One protester was killed in the western Kenyan town of Kisumu and thousands dispersed by teargas in a nationwide police crackdown to suppress opposition rallies against the bitterly disputed re-election of president Mwai Kibaki.

A crowd in Kisumu, carrying a coffin with Kibaki’s name on it, was broken up by police using teargas, gunfire and baton charges.

A Reuters cameraman reported seeing a corpse in the street, with bullet wounds in the back and side. The TV station KTN said the atmosphere in Kisumu was "chaotic".

Opposition leader Raila Odinga, whose supporters believe Kibaki rigged the vote, called for nationwide rallies over the next three days, in defiance of a government ban.

Plans for similar rallies earlier this month were canceled after protesters were beaten back by water canon, teargas and bullets.

In the coastal city of Mombasa, police hurled tear gas and used batons to beat back several groups of protesters, several-hundred strong, on the outskirts of the city.

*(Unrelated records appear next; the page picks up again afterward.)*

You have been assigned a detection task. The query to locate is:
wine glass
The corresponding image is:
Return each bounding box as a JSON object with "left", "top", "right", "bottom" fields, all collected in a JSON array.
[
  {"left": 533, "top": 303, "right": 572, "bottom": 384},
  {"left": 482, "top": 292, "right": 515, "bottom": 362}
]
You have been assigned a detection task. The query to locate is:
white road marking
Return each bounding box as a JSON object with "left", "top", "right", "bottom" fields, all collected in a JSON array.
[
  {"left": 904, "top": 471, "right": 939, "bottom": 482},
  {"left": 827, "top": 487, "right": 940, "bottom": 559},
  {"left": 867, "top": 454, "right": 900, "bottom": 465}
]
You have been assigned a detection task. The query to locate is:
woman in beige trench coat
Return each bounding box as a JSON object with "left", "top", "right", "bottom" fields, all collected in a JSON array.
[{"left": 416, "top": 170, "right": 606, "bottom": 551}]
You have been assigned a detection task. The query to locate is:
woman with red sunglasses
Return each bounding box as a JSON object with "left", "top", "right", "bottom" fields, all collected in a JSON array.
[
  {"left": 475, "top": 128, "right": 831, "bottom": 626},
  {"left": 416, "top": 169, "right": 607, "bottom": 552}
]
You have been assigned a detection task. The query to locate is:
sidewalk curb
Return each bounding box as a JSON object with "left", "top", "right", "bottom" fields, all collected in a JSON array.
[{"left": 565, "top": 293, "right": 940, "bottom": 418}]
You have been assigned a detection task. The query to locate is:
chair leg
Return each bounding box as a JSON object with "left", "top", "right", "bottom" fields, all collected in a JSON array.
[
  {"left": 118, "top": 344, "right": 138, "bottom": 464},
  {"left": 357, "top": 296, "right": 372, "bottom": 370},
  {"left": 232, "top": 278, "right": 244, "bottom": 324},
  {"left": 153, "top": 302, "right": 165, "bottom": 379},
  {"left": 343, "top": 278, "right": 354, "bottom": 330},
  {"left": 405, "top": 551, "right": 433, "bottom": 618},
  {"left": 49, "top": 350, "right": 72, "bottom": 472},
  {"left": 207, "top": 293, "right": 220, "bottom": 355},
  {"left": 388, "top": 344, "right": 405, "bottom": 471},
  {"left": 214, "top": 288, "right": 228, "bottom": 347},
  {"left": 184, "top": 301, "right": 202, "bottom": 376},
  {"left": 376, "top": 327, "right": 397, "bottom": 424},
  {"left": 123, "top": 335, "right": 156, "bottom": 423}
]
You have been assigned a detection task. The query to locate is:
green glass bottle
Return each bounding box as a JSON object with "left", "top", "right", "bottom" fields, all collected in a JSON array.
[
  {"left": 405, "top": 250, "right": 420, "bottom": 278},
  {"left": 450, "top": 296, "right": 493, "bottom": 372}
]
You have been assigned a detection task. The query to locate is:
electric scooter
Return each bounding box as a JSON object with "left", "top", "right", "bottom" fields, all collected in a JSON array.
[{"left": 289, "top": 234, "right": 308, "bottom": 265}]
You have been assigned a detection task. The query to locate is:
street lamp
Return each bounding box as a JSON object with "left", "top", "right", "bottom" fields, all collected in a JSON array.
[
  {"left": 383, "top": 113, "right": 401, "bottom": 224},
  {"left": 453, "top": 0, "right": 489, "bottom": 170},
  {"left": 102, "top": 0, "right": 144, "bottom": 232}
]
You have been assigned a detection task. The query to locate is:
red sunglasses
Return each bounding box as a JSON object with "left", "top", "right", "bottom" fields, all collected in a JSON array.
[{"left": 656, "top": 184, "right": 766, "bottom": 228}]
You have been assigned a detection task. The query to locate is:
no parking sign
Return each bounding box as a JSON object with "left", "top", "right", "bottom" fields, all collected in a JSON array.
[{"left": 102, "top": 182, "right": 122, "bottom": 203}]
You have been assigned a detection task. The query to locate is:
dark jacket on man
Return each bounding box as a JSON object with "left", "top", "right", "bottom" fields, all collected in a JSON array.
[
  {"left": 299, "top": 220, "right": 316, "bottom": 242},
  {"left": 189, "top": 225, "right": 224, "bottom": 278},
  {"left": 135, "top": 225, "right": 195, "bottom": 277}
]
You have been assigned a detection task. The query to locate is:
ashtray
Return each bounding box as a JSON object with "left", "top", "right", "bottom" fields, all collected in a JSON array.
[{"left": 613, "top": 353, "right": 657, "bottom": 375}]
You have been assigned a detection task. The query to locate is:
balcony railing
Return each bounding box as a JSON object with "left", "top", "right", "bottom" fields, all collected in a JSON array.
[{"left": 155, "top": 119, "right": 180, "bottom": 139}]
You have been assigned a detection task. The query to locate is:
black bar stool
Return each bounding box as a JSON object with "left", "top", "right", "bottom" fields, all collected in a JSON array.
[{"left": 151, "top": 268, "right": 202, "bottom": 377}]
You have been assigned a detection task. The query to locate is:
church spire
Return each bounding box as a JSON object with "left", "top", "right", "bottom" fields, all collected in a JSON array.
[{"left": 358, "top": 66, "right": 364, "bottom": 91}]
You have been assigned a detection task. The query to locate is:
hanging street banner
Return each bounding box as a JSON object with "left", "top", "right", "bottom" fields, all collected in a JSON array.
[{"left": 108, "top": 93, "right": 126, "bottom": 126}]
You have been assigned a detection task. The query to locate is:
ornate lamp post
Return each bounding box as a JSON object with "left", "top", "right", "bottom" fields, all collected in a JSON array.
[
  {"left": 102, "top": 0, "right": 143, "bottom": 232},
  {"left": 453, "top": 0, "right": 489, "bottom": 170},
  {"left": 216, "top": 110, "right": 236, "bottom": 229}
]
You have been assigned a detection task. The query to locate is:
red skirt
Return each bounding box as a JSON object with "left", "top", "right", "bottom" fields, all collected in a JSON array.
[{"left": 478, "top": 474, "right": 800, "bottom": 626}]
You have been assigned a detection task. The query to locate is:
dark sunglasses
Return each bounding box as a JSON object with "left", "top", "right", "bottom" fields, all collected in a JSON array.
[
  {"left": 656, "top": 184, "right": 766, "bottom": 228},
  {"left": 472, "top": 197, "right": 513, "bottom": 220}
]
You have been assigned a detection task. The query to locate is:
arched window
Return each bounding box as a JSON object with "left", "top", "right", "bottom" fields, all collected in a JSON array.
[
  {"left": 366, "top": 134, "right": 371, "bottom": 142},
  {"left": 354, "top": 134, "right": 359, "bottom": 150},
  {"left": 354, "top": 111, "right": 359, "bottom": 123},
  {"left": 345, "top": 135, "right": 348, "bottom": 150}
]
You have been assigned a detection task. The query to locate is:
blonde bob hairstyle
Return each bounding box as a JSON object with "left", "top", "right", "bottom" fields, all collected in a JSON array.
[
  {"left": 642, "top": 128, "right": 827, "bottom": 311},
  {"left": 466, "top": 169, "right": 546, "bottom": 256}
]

The western city of Eldoret was reported to be quiet, though protesters there erected several makeshift roadblocks on the outskirts of town.

Protesters were again prevented from leaving Nairobi’s Kibera and Mathare slums. Elsewhere the capital was reported to be mostly calm with a heavy police presence on the streets, particularly around Uhuru Park where a rally was planned.

Some anti-government anger may have calmed after the election yesterday of an opposition candidate as parliamentary speaker, the third most powerful post in Kenya.

But Salim Lone, from Odinga’s Orange Democratic Movement, said protests were planned for the next three days.

"We are going to keep up the pressure from every legal angle and through all peaceful means until the government agrees to acknowledge that the election results were false and that a solution must found to the political crisis," he said.

Foreign observers have said the presidential election, held on December 27, was deeply flawed. And although the electoral chief pronounced Kibaki the victor, he later said he had been pressured to release the results and did not know who won.

Michael Ranneberger, the US ambassador to Kenya, told the Daily Nation, that it was not clear who won, because the process was not transparent.

The post election violence has killed more than 600 people, and displaced more than 250,000.

Earlier this week Human Rights Watch urged the Kenyan government to stop an alleged shoot-to-kill policy against political protesters.

The former UN secretary general, Kofi Annan, had been scheduled to travel to Nairobi last night to encourage mediation between Odinga and Kibaki. But he stayed away due to "severe flu". On Monday a key ministerial ally of Kibaki said that Annan had not been invited.